Here, we have put the average inflammation per day across all patients in the variable ave_inflammation, then asked matplotlib.pyplot to create and display a line graph of those values. The result is a reasonably linear rise and fall, in line with Dr. Maverick’s claim that the medication takes 3 weeks to take effect. But a good data scientist doesn’t just consider the average of a dataset, so let’s have a look at two other statistics:

PYTHON

max_plot = plt.plot(numpy.amax(data, axis=0))
plt.show()
A line graph showing the maximum inflammation across all patients over a 40-day period.

PYTHON

min_plot = plt.plot(numpy.amin(data, axis=0))
plt.show()
A line graph showing the minimum inflammation across all patients over a 40-day period.

The maximum value rises and falls linearly, while the minimum seems to be a step function. Neither trend seems particularly likely, so it’s likely there is something wrong with Dr Maverick’s data. This insight would have been difficult to reach by examining the numbers themselves without visualisation tools.

Grouping plots

You can group similar plots in a single figure using subplots. The script below uses a number of new commands. The function matplotlib.pyplot.figure() creates a figure into which we will place all of our plots. The parameter figsize tells Python how big to make this space. Each subplot is placed into the figure using its add_subplot method. The add_subplot method takes three parameters. The first denotes how many total rows of subplots there are, the second parameter refers to the total number of subplot columns, and the final parameter denotes which subplot your variable is referencing (left-to-right, top-to-bottom). Each subplot is stored in a different variable (axes1, axes2, axes3). Once a subplot is created, the axes can be titled using the set_xlabel() command (or set_ylabel()). Here are our three plots side by side:

PYTHON

data = numpy.loadtxt(fname='../data/inflammation-01.csv', delimiter=',')

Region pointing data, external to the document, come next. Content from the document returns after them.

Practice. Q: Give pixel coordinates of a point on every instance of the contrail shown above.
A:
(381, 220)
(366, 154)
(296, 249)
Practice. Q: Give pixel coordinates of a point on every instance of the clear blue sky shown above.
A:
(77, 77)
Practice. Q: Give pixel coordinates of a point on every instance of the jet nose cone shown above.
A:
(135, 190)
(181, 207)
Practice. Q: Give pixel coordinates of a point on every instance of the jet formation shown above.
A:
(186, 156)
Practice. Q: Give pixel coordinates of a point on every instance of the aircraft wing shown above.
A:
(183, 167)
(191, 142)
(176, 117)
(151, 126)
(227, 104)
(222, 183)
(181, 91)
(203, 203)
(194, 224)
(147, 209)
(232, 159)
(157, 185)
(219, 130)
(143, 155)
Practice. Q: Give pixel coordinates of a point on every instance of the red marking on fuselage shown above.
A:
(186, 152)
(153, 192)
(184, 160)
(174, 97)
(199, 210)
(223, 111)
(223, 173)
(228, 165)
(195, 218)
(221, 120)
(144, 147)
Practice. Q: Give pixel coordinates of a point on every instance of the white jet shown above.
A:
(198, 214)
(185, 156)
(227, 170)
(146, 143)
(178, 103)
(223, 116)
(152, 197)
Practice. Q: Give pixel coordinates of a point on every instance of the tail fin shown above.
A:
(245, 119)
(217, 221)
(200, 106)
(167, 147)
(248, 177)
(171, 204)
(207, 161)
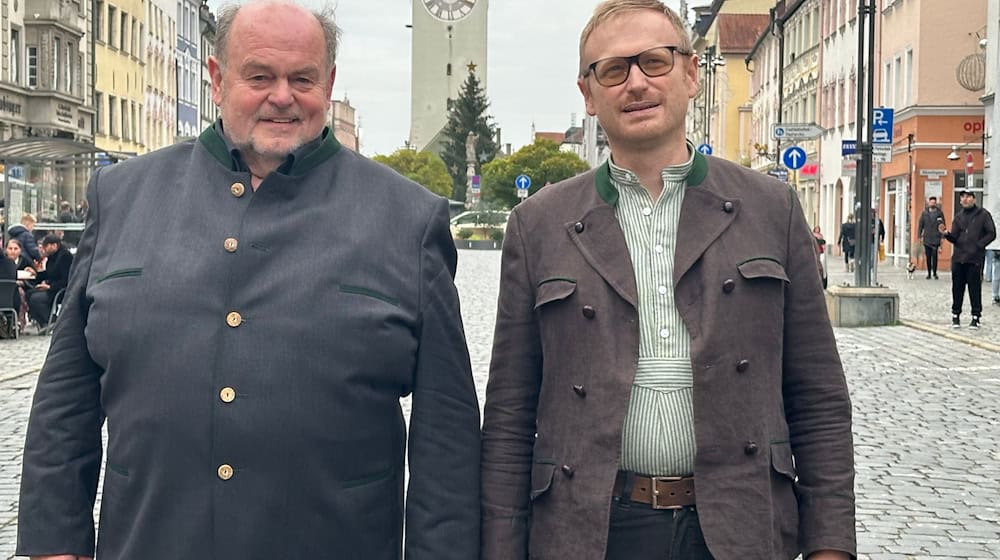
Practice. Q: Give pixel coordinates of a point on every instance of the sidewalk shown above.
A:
(926, 304)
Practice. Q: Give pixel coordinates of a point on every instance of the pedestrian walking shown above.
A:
(972, 229)
(251, 374)
(847, 240)
(664, 374)
(930, 236)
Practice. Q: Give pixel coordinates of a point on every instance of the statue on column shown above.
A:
(470, 170)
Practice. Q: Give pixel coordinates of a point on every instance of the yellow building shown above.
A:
(120, 46)
(720, 115)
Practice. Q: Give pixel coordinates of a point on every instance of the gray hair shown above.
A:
(324, 16)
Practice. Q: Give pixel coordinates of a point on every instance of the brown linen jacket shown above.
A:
(774, 469)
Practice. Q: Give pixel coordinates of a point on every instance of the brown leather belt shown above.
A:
(660, 492)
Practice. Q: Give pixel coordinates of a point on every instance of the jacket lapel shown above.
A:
(599, 237)
(704, 216)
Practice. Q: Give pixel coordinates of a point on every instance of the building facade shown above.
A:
(188, 68)
(447, 38)
(160, 118)
(207, 109)
(837, 112)
(46, 92)
(933, 74)
(343, 122)
(120, 69)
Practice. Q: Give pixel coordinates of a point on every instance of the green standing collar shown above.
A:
(608, 192)
(216, 146)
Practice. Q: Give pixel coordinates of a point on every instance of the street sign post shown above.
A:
(795, 131)
(523, 183)
(794, 157)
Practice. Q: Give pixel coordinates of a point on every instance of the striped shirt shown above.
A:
(658, 436)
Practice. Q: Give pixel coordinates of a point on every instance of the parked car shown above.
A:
(473, 220)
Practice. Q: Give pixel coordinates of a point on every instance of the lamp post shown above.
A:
(709, 62)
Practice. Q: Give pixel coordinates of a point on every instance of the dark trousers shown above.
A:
(639, 532)
(931, 253)
(962, 275)
(39, 306)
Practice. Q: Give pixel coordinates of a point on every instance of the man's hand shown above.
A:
(829, 555)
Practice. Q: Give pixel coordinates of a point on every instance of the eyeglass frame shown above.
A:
(634, 61)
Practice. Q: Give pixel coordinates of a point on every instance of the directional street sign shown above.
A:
(848, 147)
(795, 131)
(794, 157)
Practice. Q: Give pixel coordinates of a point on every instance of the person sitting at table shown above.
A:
(54, 278)
(24, 270)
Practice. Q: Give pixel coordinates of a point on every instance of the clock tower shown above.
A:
(449, 38)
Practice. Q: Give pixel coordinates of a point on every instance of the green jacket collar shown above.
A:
(298, 162)
(608, 192)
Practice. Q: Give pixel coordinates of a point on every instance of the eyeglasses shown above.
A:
(658, 61)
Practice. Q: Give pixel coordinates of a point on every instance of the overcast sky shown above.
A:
(532, 59)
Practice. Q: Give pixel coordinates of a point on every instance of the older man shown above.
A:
(665, 382)
(246, 311)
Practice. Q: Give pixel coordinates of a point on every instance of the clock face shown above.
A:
(449, 10)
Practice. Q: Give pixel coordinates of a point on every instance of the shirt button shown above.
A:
(225, 472)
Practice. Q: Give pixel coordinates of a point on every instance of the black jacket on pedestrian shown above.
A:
(927, 227)
(971, 231)
(27, 240)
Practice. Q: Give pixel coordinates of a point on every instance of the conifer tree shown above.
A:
(468, 114)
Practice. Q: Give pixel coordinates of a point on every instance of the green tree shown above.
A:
(425, 168)
(542, 161)
(468, 114)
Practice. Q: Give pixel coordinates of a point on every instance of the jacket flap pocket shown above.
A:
(554, 289)
(763, 267)
(781, 459)
(541, 478)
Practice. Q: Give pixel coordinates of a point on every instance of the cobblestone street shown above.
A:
(927, 416)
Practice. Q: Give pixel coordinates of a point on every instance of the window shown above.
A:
(112, 115)
(56, 64)
(98, 22)
(32, 66)
(123, 35)
(68, 65)
(15, 55)
(112, 21)
(99, 106)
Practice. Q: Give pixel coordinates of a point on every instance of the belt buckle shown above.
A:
(655, 492)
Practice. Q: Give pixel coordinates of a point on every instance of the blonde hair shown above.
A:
(610, 8)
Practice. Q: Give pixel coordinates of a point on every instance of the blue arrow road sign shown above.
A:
(794, 157)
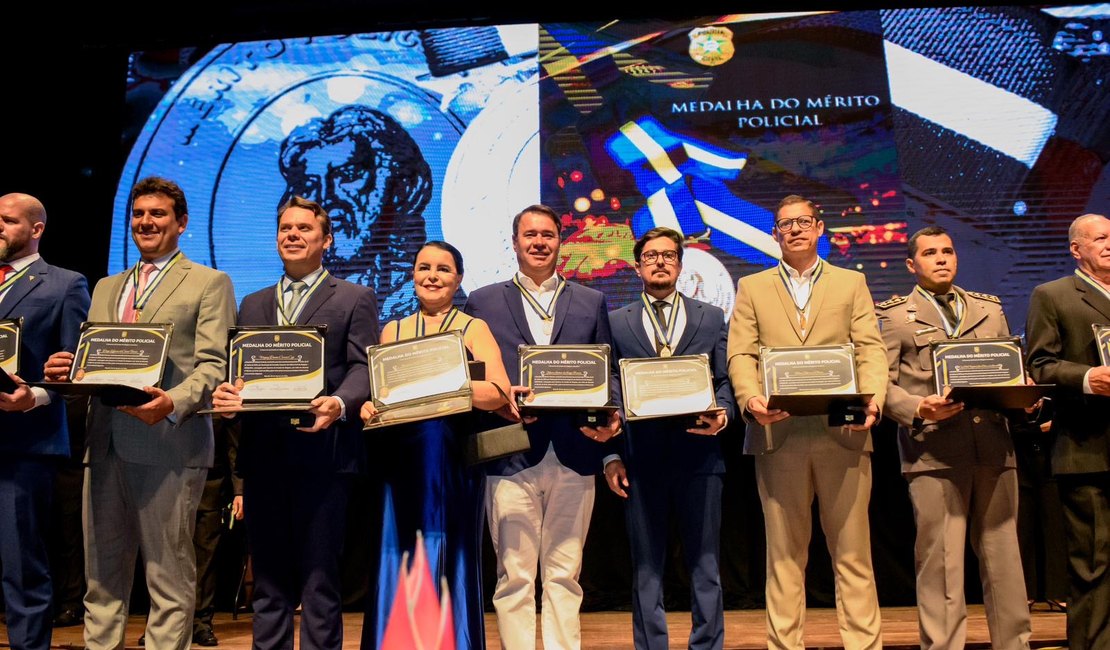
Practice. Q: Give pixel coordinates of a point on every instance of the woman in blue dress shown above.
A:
(427, 485)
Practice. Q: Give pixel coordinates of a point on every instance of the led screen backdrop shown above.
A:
(988, 121)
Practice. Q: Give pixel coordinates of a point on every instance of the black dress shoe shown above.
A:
(204, 637)
(68, 618)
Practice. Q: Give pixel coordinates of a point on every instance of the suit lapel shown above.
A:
(174, 275)
(819, 290)
(24, 285)
(694, 315)
(323, 293)
(926, 313)
(515, 304)
(1093, 298)
(972, 314)
(562, 311)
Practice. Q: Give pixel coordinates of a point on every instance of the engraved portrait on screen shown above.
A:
(370, 175)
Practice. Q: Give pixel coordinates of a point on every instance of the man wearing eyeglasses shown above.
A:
(675, 466)
(807, 302)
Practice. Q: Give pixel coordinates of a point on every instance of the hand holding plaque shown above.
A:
(115, 361)
(417, 378)
(984, 373)
(566, 377)
(818, 379)
(1102, 341)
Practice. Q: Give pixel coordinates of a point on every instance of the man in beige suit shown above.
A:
(145, 465)
(959, 463)
(805, 301)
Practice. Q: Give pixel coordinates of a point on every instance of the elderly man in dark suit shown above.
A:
(538, 503)
(145, 465)
(673, 468)
(52, 303)
(1062, 351)
(296, 475)
(959, 463)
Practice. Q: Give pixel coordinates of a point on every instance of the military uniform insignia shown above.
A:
(892, 302)
(987, 297)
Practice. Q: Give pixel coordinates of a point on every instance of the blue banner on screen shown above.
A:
(987, 121)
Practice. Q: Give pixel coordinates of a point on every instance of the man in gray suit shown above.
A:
(959, 463)
(1062, 351)
(145, 465)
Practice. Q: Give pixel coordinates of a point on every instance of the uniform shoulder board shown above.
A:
(892, 302)
(987, 297)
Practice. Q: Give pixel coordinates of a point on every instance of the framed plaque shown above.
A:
(281, 367)
(1102, 341)
(419, 378)
(815, 379)
(114, 361)
(9, 353)
(984, 373)
(566, 377)
(666, 386)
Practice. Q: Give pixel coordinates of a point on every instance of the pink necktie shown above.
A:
(130, 315)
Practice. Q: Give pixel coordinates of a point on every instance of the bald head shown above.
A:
(22, 220)
(1080, 226)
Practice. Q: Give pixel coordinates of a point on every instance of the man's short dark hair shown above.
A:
(929, 231)
(160, 185)
(538, 209)
(796, 199)
(325, 222)
(654, 234)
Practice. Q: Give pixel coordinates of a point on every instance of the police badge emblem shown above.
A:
(712, 46)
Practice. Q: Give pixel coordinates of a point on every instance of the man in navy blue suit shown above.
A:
(296, 475)
(52, 303)
(672, 466)
(538, 503)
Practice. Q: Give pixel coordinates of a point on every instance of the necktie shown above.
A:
(130, 314)
(296, 287)
(947, 307)
(661, 315)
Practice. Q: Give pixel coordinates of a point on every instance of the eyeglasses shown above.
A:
(653, 256)
(786, 225)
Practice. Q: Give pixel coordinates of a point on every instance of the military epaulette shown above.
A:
(987, 297)
(892, 302)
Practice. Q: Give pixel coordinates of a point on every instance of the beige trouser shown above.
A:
(813, 464)
(540, 517)
(944, 503)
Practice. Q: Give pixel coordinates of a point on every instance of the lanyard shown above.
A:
(952, 329)
(11, 278)
(548, 314)
(291, 320)
(665, 332)
(784, 275)
(444, 326)
(140, 300)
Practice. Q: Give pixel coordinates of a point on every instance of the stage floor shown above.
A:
(612, 630)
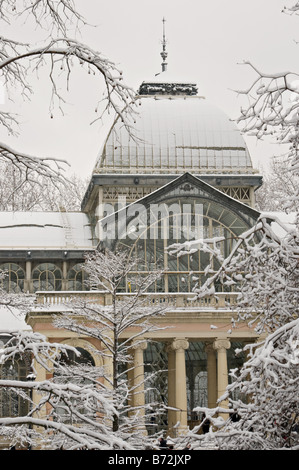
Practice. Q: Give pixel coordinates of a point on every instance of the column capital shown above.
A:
(209, 348)
(141, 344)
(179, 343)
(221, 344)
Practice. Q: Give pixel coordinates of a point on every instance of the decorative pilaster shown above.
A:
(221, 346)
(179, 346)
(212, 375)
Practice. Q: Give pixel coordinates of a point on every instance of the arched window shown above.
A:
(77, 278)
(183, 219)
(13, 278)
(47, 277)
(12, 403)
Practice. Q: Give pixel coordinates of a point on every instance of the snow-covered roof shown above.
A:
(282, 222)
(12, 321)
(44, 230)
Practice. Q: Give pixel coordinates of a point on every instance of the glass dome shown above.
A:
(175, 132)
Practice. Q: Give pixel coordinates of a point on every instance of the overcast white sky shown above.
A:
(207, 40)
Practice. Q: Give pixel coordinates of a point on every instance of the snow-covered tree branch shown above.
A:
(59, 55)
(92, 398)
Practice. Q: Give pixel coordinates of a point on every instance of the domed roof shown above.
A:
(176, 131)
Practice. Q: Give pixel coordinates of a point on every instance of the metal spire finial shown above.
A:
(164, 53)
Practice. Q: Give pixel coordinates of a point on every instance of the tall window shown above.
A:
(77, 278)
(13, 278)
(47, 277)
(11, 403)
(151, 244)
(73, 373)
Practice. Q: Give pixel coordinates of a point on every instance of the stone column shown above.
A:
(212, 376)
(171, 389)
(137, 374)
(179, 346)
(221, 346)
(28, 283)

fig = plt.figure(figsize=(10.0, 3.0))

axes1 = fig.add_subplot(1, 3, 1)
axes2 = fig.add_subplot(1, 3, 2)
axes3 = fig.add_subplot(1, 3, 3)

axes1.set_ylabel('average')
axes1.plot(numpy.mean(data, axis=0))

axes2.set_ylabel('max')
axes2.plot(numpy.amax(data, axis=0))

axes3.set_ylabel('min')
axes3.plot(numpy.amin(data, axis=0))

fig.tight_layout()

plt.savefig('inflammation.png')
plt.show()
Three line graphs showing the daily average, maximum and minimum inflammation over a 40-day period.

The call to loadtxt reads our data, and the rest of the program tells the plotting library how large we want the figure to be, that we’re creating three subplots, what to draw for each one, and that we want a tight layout. (If we leave out that call to fig.tight_layout(), the graphs will actually be squeezed together more closely.)

The call to savefig stores the figure as a graphics file. This can be a convenient way to store your plots for use in other documents, web pages etc. The graphics format is automatically determined by Matplotlib from the file name ending we specify; here PNG from ‘inflammation.png’. Matplotlib supports many different graphics formats, including SVG, PDF, and JPEG.

Matplotlib cheatsheet 1 Matplotlib cheatsheet 2

Key Points
  • We can easily visualise data using matplotlib.
  • There are other libraries that are popular (e.g., seaborn).
  • Getting figures “paper ready” can take a bit of time and effort.